In the meantime, your bills come due every 30 days. If the lag time between when you get paid and when you need to pay vendors is leaving you short, consider applying for a working capital loan or invoice financing to give you the working capital you need before you damage your business credit rating.
Growth is great, but it can lead to problems if you don’t have the working capital on hand to buy needed equipment, inventory, or materials to fulfill orders, expand to a bigger location, or hire staff to service your new customers—all things you need to grow.
Before you set out to expand your target market or pursue big customers, develop a plan for what you’ll do if your efforts succeed. How much money will you need, and what are the best options for getting it?
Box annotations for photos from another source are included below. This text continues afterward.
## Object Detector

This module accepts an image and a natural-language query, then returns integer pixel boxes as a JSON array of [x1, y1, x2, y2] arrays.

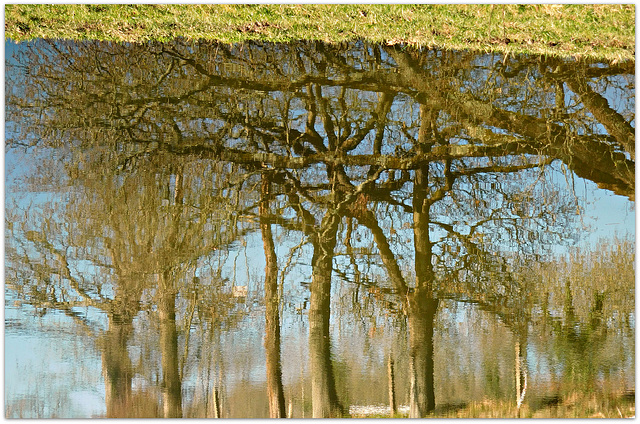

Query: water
[[5, 40, 635, 418]]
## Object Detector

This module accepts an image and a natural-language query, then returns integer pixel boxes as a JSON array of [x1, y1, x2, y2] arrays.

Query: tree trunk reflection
[[309, 211, 342, 418], [260, 173, 285, 418]]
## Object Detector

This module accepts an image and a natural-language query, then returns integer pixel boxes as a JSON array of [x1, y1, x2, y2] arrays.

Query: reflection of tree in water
[[7, 42, 635, 416]]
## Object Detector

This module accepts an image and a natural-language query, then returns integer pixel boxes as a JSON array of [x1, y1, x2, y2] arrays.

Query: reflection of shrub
[[522, 238, 635, 325]]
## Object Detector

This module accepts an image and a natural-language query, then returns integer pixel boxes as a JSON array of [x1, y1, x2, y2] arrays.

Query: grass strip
[[5, 4, 635, 62]]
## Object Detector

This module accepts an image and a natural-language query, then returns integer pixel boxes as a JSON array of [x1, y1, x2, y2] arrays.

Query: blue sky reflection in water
[[5, 41, 635, 418]]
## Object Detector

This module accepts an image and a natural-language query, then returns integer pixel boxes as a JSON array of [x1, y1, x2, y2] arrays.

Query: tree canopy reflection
[[6, 41, 635, 417]]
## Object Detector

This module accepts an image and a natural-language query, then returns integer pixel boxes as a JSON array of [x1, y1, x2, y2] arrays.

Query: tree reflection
[[6, 41, 635, 417]]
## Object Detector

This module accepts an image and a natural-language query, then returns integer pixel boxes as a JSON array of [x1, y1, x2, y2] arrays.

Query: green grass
[[5, 4, 635, 61]]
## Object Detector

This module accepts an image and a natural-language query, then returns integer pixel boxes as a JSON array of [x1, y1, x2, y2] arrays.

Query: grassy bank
[[5, 4, 635, 60]]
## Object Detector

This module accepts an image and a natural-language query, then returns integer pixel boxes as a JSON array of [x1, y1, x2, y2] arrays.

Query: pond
[[4, 40, 635, 418]]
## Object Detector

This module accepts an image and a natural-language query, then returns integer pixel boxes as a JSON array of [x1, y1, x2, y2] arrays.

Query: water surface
[[5, 40, 635, 418]]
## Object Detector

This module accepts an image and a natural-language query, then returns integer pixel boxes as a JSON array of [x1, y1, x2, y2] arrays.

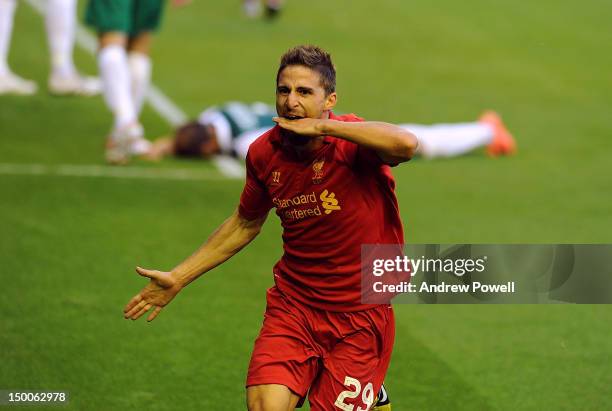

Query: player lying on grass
[[144, 102, 516, 160], [124, 46, 418, 411]]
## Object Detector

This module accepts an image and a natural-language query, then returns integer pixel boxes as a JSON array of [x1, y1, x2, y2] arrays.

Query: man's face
[[276, 66, 336, 119]]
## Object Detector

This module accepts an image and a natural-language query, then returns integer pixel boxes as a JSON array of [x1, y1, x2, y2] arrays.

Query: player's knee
[[247, 393, 288, 411]]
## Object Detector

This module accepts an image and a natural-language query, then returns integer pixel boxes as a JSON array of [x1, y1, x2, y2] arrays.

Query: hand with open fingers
[[123, 267, 182, 321], [272, 117, 329, 137]]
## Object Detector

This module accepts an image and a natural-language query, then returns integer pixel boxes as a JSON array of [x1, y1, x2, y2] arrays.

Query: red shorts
[[247, 287, 395, 411]]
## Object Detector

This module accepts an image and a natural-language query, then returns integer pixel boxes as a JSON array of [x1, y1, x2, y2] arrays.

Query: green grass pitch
[[0, 0, 612, 411]]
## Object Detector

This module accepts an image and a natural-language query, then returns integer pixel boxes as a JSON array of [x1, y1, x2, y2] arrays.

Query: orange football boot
[[478, 110, 516, 157]]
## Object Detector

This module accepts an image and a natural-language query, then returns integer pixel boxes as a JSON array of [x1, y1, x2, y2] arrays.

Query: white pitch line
[[0, 163, 227, 181], [27, 0, 244, 178]]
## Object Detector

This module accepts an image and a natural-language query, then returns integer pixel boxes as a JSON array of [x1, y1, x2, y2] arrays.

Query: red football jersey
[[239, 114, 404, 311]]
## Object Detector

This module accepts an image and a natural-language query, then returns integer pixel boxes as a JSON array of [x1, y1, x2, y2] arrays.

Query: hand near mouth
[[272, 117, 330, 137]]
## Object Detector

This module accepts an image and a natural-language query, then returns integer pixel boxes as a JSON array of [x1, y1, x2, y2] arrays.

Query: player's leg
[[402, 122, 494, 158], [45, 0, 102, 96], [308, 306, 395, 411], [86, 0, 143, 164], [0, 0, 38, 95], [402, 111, 516, 158], [128, 31, 153, 116], [247, 384, 300, 411], [372, 384, 391, 411], [246, 287, 321, 411]]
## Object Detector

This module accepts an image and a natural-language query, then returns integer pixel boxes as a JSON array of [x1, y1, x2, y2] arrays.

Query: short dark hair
[[276, 46, 336, 94], [174, 121, 211, 157]]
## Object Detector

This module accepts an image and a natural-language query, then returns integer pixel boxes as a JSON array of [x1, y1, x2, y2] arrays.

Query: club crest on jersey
[[271, 171, 280, 186], [312, 159, 325, 184]]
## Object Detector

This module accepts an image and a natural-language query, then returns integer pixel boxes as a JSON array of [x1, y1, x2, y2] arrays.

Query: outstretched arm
[[274, 117, 418, 164], [123, 211, 266, 321]]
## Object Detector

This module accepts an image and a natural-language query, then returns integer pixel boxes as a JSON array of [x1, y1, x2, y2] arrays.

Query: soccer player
[[143, 101, 516, 160], [85, 0, 189, 164], [0, 0, 100, 96], [124, 46, 417, 411]]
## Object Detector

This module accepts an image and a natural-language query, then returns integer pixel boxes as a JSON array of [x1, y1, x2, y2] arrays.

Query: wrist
[[170, 269, 189, 291]]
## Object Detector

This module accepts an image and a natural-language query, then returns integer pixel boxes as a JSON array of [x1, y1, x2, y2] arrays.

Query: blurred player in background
[[124, 46, 418, 411], [0, 0, 101, 96], [85, 0, 189, 164], [242, 0, 283, 19], [144, 102, 516, 160]]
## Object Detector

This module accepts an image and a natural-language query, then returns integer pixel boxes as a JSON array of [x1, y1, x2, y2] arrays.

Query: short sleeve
[[238, 153, 272, 220]]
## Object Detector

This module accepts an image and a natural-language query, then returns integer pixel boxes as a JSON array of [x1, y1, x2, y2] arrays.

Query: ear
[[324, 91, 338, 111]]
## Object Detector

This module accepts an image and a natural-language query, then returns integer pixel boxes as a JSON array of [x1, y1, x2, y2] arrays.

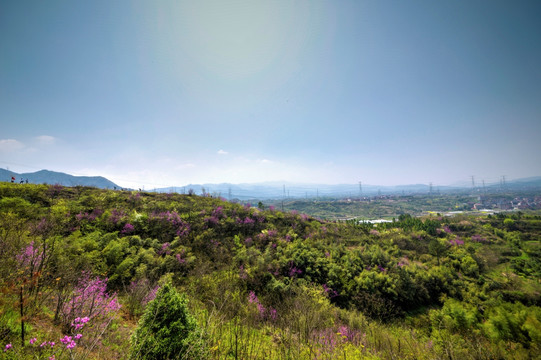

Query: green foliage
[[130, 283, 205, 359], [0, 184, 541, 359]]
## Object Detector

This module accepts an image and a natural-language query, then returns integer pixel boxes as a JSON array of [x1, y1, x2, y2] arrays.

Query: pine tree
[[130, 283, 205, 360]]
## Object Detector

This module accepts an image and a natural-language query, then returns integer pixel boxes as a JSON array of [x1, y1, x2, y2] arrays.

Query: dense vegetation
[[0, 183, 541, 359]]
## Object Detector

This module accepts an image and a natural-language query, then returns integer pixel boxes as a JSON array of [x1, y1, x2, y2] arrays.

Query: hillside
[[0, 183, 541, 359], [0, 169, 120, 189]]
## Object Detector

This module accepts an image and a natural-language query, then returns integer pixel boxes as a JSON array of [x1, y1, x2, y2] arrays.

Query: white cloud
[[36, 135, 56, 145], [0, 139, 24, 152]]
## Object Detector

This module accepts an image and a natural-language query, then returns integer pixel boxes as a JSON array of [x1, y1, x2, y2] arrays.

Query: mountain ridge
[[0, 169, 120, 189]]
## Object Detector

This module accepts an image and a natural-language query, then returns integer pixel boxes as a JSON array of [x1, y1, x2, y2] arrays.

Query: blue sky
[[0, 0, 541, 188]]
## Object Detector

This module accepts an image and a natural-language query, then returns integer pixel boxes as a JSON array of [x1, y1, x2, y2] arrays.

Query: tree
[[428, 239, 447, 266], [130, 282, 205, 359]]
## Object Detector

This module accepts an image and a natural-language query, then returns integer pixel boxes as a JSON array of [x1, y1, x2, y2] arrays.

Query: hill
[[0, 169, 120, 189], [0, 183, 541, 360]]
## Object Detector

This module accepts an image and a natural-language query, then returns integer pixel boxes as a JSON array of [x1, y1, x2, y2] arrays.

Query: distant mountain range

These are the questions you need to answer before you desperately need a loan to manage business growth.
Any big change to your business, such as adding a new product or service line, opening a second location, or franchising the business concept, creates a need for additional working capital.
Build financial planning into your transition plan and seek the business funding you need well in advance.
If your business is one with predictable seasons—such as a children’s swim school or a skiing equipment website—you will probably need working capital to get you through slow times or manage the increased traffic of the peak season.
Knowing your industry, you should be able to predict potential slow and high seasons and plan well enough to obtain the necessary business funding before that time of year rolls around.
When it comes down to it, the best time to apply for a business loan is when you’re prepared to do so, you’ve thought carefully about why you need the financing, and you don’t desperately need it.
Emergency business loans do fill a need for small business owners in an absolutely cash crunch, but it’s always best to play the long-game with business financing—you’ll get the best terms and rates possible for your small business.